Since it was now two against one, and they both seemed so kind, Suzanne wisely gave in.
“You’ve convinced me, Jack, and I’ll say no more,” she told him sweetly; “but do you know I haven’t had a bite to eat for ever so long; though Ma did make me take aboard enough rations to feed a regiment, including tea and coffee, as well as an assortment of pots and pans.”
Perk immediately betrayed fresh interest in life, for it was wonderful how the fellow brightened up, as though just then realizing that he himself must be perilously close to starvation.
“We’ll help you get them out o’ the bus, lady,” he hastened to say; “if so be you’ll kindly show us where they be—ain’t that so, partner?”
Jack did not seem at all averse to such a proceeding—why not make things as pleasant as possible since a capricious Fate had thrown their fortunes together in this mad way?
“Suppose you attend to all that, Perk,” he told the other, knowing how efficient his partner was along such lines; “while you’re doing it under Miss Cramer’s directions I’ll take another look at her crate, and see just how we can drag it further back from the river, so it will be safe when we’re gone.”
XVII
THE CAMP IN THE CANYON
Things immediately began to happen, and for the time being amidst the excitement of showing Perk just where the stores and things were located aboard the stranded Stinson-Detroiter, Miss Cramer seemed to temporarily forget the load of trouble she was carrying on her little shoulders.
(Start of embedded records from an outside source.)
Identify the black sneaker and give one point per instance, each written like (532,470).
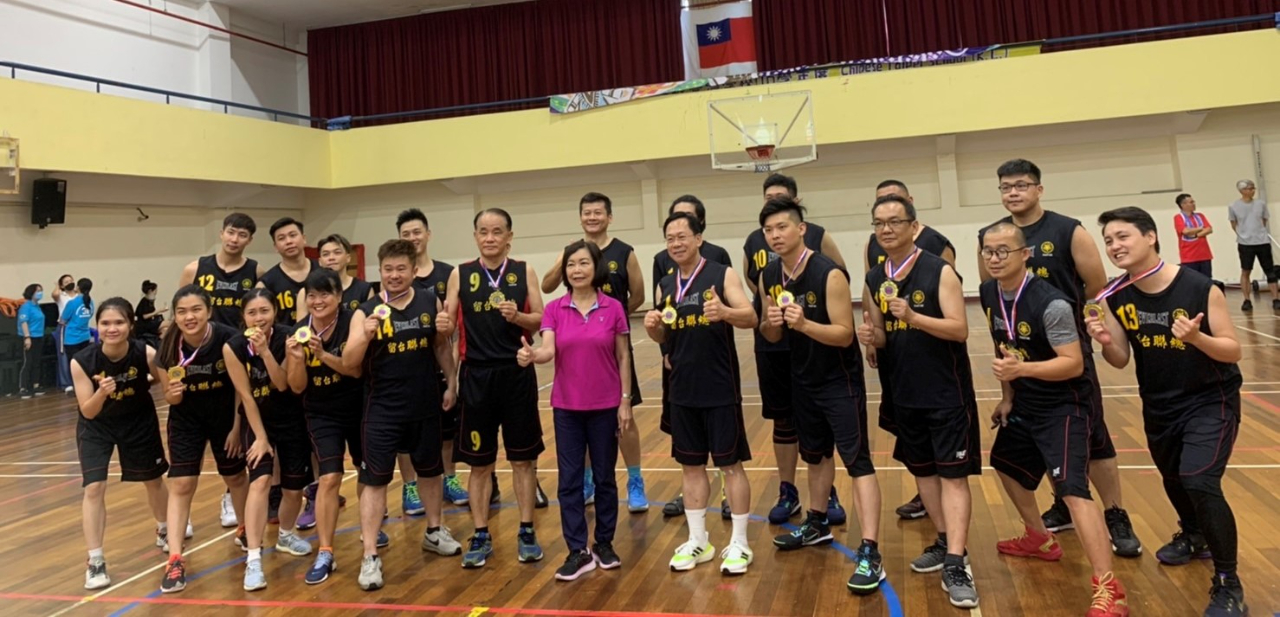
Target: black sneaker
(675,507)
(1057,517)
(606,557)
(1183,548)
(810,533)
(1226,598)
(539,497)
(1124,543)
(912,510)
(577,563)
(174,576)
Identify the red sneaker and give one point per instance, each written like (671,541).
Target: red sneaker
(1032,544)
(1109,598)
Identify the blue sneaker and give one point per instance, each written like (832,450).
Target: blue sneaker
(636,499)
(787,506)
(479,551)
(453,490)
(320,570)
(835,511)
(528,547)
(410,501)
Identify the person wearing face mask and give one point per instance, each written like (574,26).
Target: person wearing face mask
(149,316)
(31,328)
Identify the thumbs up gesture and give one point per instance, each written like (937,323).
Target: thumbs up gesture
(713,309)
(526,353)
(1188,329)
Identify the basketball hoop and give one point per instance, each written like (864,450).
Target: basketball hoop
(762,155)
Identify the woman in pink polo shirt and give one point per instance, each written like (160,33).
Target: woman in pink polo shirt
(585,332)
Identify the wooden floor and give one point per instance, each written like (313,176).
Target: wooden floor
(42,554)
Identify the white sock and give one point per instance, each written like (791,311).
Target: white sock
(696,525)
(740,529)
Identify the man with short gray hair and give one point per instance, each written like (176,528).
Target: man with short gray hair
(1249,219)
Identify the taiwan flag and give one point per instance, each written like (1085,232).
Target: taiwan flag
(720,40)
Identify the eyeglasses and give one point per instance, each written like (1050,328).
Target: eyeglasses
(895,223)
(1020,186)
(1000,254)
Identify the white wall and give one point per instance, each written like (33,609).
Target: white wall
(120,42)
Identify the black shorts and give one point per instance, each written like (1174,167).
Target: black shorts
(384,439)
(332,438)
(944,443)
(1101,447)
(699,433)
(138,438)
(1197,444)
(1034,444)
(498,397)
(832,424)
(773,374)
(292,452)
(1262,252)
(190,429)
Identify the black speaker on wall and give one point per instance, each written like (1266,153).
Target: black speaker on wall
(49,202)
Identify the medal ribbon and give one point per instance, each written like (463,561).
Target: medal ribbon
(682,286)
(1011,314)
(1125,280)
(182,359)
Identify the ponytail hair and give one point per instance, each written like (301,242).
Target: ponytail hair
(173,336)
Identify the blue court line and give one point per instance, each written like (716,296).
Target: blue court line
(895,606)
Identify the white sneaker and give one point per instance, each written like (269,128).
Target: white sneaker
(228,513)
(370,572)
(735,558)
(690,554)
(442,543)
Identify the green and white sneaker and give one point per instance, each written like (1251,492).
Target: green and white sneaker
(690,554)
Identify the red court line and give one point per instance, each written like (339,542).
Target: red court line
(341,606)
(26,496)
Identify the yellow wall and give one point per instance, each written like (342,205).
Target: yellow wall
(68,129)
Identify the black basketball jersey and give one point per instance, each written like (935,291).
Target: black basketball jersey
(437,282)
(330,393)
(209,388)
(927,371)
(1073,397)
(1173,376)
(929,241)
(356,293)
(703,356)
(664,265)
(821,370)
(485,336)
(132,391)
(618,283)
(225,288)
(286,291)
(758,256)
(400,357)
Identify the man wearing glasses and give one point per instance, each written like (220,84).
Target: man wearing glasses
(1065,255)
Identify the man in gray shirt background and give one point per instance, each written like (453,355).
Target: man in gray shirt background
(1249,219)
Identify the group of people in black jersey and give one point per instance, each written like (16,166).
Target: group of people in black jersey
(287,373)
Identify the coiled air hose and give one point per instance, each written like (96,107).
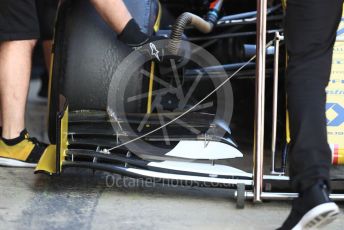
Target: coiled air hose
(189,19)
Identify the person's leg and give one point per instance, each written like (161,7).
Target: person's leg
(310,33)
(15,70)
(18,33)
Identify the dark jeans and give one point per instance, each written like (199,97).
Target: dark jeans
(310,30)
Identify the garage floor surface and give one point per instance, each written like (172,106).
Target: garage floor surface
(79,199)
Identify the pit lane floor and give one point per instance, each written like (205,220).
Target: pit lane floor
(80,199)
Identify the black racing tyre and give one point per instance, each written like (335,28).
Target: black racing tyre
(86,54)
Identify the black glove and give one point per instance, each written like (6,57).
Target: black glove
(147,45)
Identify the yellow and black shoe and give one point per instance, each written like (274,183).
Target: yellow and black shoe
(22,151)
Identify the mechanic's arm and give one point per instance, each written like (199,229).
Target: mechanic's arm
(116,14)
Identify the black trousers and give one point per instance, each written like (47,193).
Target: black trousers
(310,30)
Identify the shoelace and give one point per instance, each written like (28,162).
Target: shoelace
(35,141)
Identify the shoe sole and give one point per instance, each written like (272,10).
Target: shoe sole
(16,163)
(318,216)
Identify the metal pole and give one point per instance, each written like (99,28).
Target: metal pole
(275,103)
(258,148)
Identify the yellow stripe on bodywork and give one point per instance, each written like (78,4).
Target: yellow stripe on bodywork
(150,88)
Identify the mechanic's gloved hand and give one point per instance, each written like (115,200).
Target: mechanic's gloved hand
(135,38)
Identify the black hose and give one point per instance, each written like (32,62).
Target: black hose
(185,19)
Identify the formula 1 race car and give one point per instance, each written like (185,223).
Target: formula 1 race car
(189,120)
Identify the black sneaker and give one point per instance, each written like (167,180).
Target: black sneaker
(22,151)
(313,209)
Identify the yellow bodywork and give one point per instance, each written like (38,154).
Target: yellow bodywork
(47,163)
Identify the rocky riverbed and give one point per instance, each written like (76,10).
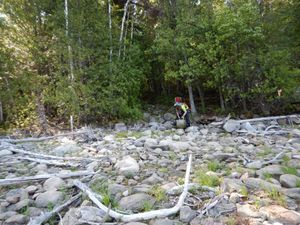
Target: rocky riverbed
(236,178)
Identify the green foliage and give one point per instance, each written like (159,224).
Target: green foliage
(147,206)
(214,166)
(158,193)
(208,180)
(290,170)
(277,196)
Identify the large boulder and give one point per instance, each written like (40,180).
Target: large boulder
(16,195)
(120,127)
(66,149)
(54,183)
(276,213)
(136,202)
(289,180)
(231,125)
(49,198)
(128,166)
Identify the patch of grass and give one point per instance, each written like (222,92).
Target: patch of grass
(298,183)
(207,180)
(244,191)
(277,196)
(24,211)
(158,193)
(147,206)
(101,187)
(290,170)
(163,170)
(122,134)
(214,165)
(50,206)
(285,159)
(265,151)
(172,156)
(267,176)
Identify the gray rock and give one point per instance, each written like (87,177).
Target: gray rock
(31,189)
(257,183)
(49,197)
(128,166)
(5,152)
(15,195)
(153,179)
(276,213)
(186,214)
(120,127)
(54,183)
(165,221)
(17,219)
(275,170)
(255,165)
(6,215)
(289,180)
(293,193)
(66,149)
(91,214)
(231,125)
(169,117)
(33,211)
(114,189)
(136,202)
(21,204)
(247,211)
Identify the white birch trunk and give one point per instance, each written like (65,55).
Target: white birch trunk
(1,112)
(191,97)
(122,26)
(133,20)
(71,64)
(110,32)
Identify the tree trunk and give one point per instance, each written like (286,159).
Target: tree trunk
(1,112)
(122,26)
(191,97)
(222,104)
(71,64)
(201,95)
(110,34)
(41,112)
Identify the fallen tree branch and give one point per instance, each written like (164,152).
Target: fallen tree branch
(268,118)
(145,215)
(46,216)
(18,180)
(48,162)
(178,189)
(274,159)
(38,155)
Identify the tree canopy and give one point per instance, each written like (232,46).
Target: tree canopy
(102,60)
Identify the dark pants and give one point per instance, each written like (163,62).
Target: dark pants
(187,118)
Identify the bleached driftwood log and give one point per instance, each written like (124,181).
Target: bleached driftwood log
(38,155)
(161,213)
(18,180)
(49,162)
(46,216)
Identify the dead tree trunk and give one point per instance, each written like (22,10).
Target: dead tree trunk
(40,108)
(201,95)
(191,97)
(1,112)
(222,104)
(122,26)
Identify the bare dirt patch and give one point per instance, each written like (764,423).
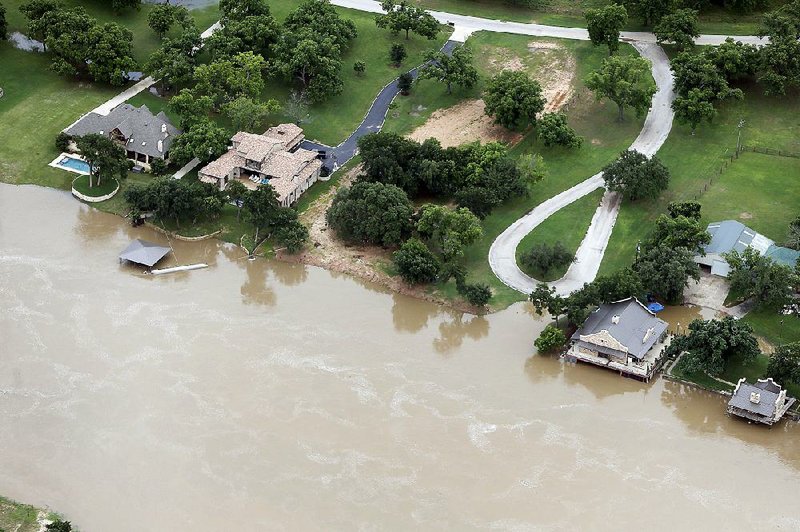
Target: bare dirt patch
(365,262)
(463,123)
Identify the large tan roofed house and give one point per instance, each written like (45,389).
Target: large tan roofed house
(273,158)
(624,336)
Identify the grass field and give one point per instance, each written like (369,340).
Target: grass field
(763,187)
(604,139)
(571,13)
(567,226)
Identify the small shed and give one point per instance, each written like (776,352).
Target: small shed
(143,252)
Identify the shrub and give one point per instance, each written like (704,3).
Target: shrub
(62,141)
(550,339)
(416,263)
(543,257)
(554,130)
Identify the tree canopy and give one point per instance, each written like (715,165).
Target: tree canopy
(371,213)
(513,99)
(456,68)
(604,25)
(636,177)
(625,81)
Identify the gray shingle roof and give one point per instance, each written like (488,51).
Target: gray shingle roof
(630,329)
(143,252)
(142,128)
(766,405)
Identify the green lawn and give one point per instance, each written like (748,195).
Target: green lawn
(759,186)
(571,13)
(567,226)
(604,138)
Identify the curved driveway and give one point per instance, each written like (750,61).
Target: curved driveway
(502,254)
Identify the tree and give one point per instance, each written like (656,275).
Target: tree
(554,130)
(477,294)
(450,69)
(666,271)
(224,80)
(371,213)
(3,23)
(397,53)
(513,99)
(404,83)
(542,257)
(105,157)
(678,232)
(756,276)
(650,11)
(626,82)
(403,16)
(688,209)
(415,263)
(158,167)
(604,25)
(191,108)
(249,115)
(449,230)
(679,28)
(694,108)
(204,141)
(550,339)
(636,177)
(710,344)
(784,364)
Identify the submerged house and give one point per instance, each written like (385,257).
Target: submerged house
(764,402)
(731,235)
(144,136)
(273,158)
(624,336)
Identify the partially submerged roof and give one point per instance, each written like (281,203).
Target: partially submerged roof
(146,133)
(628,322)
(143,252)
(759,398)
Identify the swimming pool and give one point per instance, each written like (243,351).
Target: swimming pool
(71,164)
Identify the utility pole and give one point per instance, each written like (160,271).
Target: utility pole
(739,137)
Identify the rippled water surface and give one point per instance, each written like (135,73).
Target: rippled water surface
(265,396)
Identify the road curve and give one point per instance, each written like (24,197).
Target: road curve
(657,125)
(502,254)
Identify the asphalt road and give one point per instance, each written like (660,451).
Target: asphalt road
(502,254)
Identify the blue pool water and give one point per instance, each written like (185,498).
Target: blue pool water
(74,164)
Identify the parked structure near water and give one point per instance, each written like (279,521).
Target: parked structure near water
(731,235)
(274,158)
(144,136)
(763,402)
(623,336)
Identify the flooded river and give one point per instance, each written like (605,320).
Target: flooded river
(266,396)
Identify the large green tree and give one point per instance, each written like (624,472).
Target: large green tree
(710,344)
(405,16)
(635,176)
(625,81)
(449,230)
(666,271)
(756,276)
(371,213)
(513,99)
(604,25)
(107,159)
(456,68)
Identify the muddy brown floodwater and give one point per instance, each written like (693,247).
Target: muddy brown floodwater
(267,396)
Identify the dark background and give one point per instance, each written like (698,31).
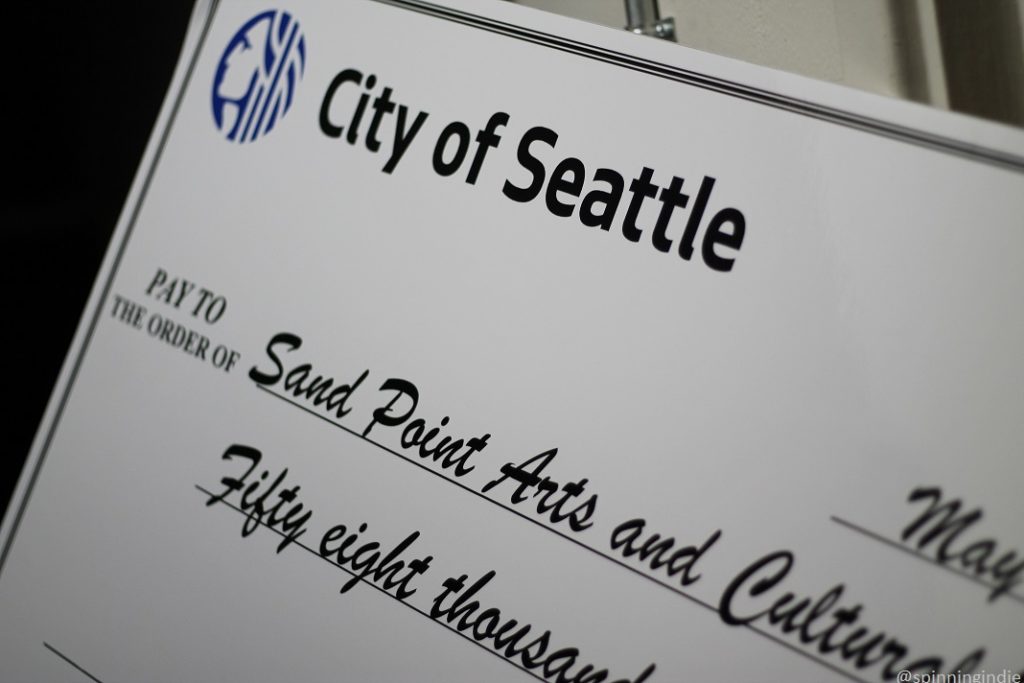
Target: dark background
(83,85)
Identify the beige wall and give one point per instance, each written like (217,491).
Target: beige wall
(892,47)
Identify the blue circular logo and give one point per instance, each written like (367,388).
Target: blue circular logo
(257,76)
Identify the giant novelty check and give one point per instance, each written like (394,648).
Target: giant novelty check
(469,343)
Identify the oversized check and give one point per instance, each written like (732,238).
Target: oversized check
(469,343)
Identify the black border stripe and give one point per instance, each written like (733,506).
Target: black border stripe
(696,79)
(660,70)
(107,287)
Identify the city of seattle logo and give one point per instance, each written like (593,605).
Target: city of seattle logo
(257,76)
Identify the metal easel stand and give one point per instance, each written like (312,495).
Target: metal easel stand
(642,17)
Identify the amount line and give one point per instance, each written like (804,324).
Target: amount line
(764,634)
(921,556)
(375,587)
(70,662)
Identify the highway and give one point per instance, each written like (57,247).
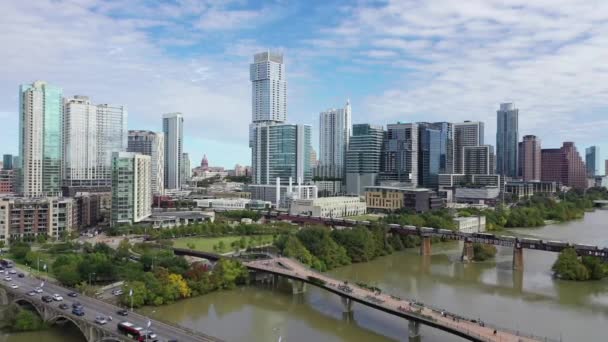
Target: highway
(94,308)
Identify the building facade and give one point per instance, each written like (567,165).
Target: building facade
(507,138)
(40,139)
(173,129)
(530,158)
(131,188)
(335,129)
(592,161)
(151,144)
(363,158)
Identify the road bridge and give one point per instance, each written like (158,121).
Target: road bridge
(51,312)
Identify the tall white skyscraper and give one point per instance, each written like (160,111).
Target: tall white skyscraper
(173,128)
(40,139)
(269,88)
(335,129)
(151,144)
(91,134)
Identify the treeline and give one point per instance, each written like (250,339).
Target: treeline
(324,249)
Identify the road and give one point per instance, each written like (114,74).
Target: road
(94,308)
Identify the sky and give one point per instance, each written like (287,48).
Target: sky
(407,60)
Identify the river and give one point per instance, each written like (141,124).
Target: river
(529,300)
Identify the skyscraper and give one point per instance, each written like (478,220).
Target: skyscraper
(131,190)
(269,88)
(363,158)
(468,133)
(564,165)
(40,139)
(91,134)
(173,128)
(399,161)
(281,150)
(151,144)
(335,129)
(507,138)
(592,160)
(530,158)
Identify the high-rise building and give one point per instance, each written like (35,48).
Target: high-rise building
(564,165)
(479,160)
(40,139)
(363,158)
(436,152)
(131,188)
(530,158)
(507,138)
(173,128)
(281,150)
(399,162)
(592,160)
(335,129)
(468,133)
(186,170)
(269,88)
(151,144)
(91,134)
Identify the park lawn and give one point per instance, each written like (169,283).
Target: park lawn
(206,244)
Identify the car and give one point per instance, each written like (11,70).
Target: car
(78,311)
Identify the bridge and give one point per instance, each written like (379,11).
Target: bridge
(51,313)
(426,234)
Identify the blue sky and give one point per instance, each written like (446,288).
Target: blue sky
(396,60)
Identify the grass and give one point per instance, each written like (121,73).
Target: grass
(206,244)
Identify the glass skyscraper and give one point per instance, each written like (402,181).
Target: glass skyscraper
(507,139)
(40,139)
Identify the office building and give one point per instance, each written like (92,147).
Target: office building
(399,158)
(530,158)
(466,133)
(186,170)
(151,144)
(564,165)
(173,129)
(26,218)
(281,150)
(269,88)
(479,160)
(592,161)
(91,134)
(131,188)
(363,158)
(507,138)
(335,129)
(40,139)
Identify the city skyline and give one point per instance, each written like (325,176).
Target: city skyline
(329,62)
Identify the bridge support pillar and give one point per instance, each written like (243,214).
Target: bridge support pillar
(413,329)
(298,286)
(347,303)
(518,258)
(467,251)
(425,245)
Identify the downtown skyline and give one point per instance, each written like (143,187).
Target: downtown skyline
(326,65)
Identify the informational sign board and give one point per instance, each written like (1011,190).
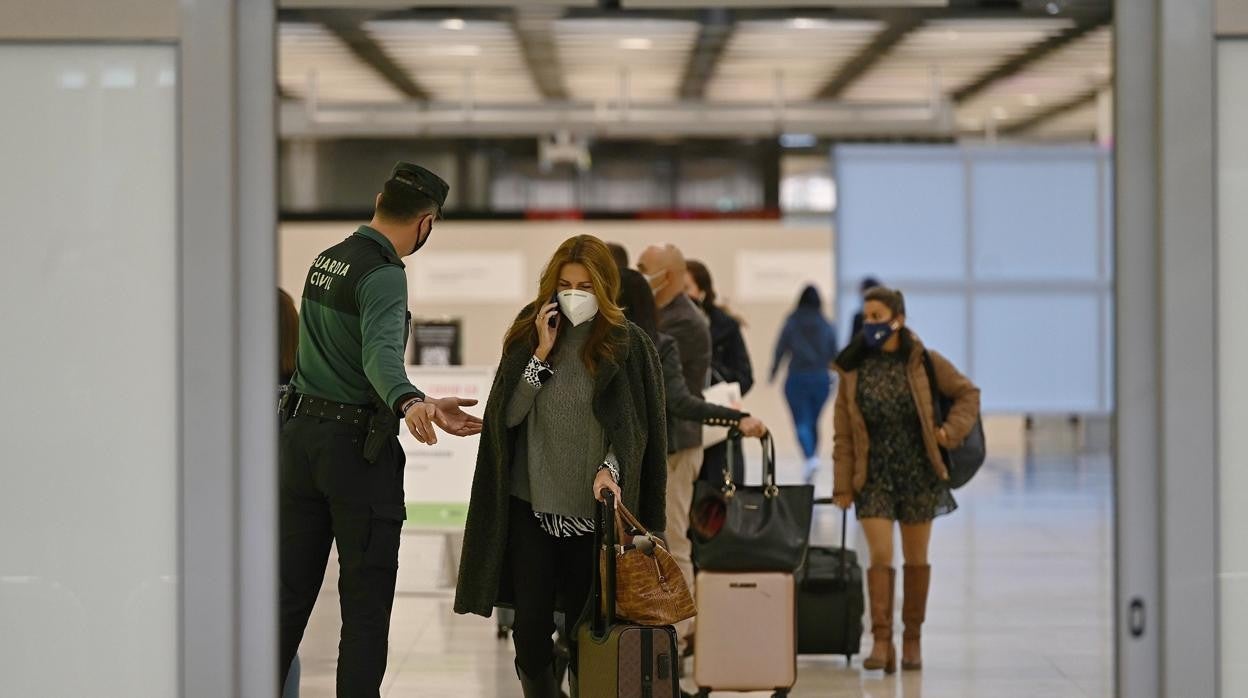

Indeed, as Jack had already sized her up, she was rather a remarkable sort of a girl—so sensible, so level-headed, and truly brave in the bargain. Under such a heavy strain he felt certain ninety-nine girls out of a hundred would have given way to their helplessness, and collapsed; but here this one had taken her courage in both hands, to set out in the expectation of accomplishing a task that thus far had baffled a score or more of the greatest aviation aces the country had ever known.
Soon the energetic Perk had landed everything in the line of eatables and such truck as Ma Warner—bless her dear old heart, Perk was saying to himself as he noted what a volume of good stuff lay in the mound he had erected—had denuded her pantry in order that her beloved boy should have enough to keep starvation at bay, when Suzanne had eventually found him.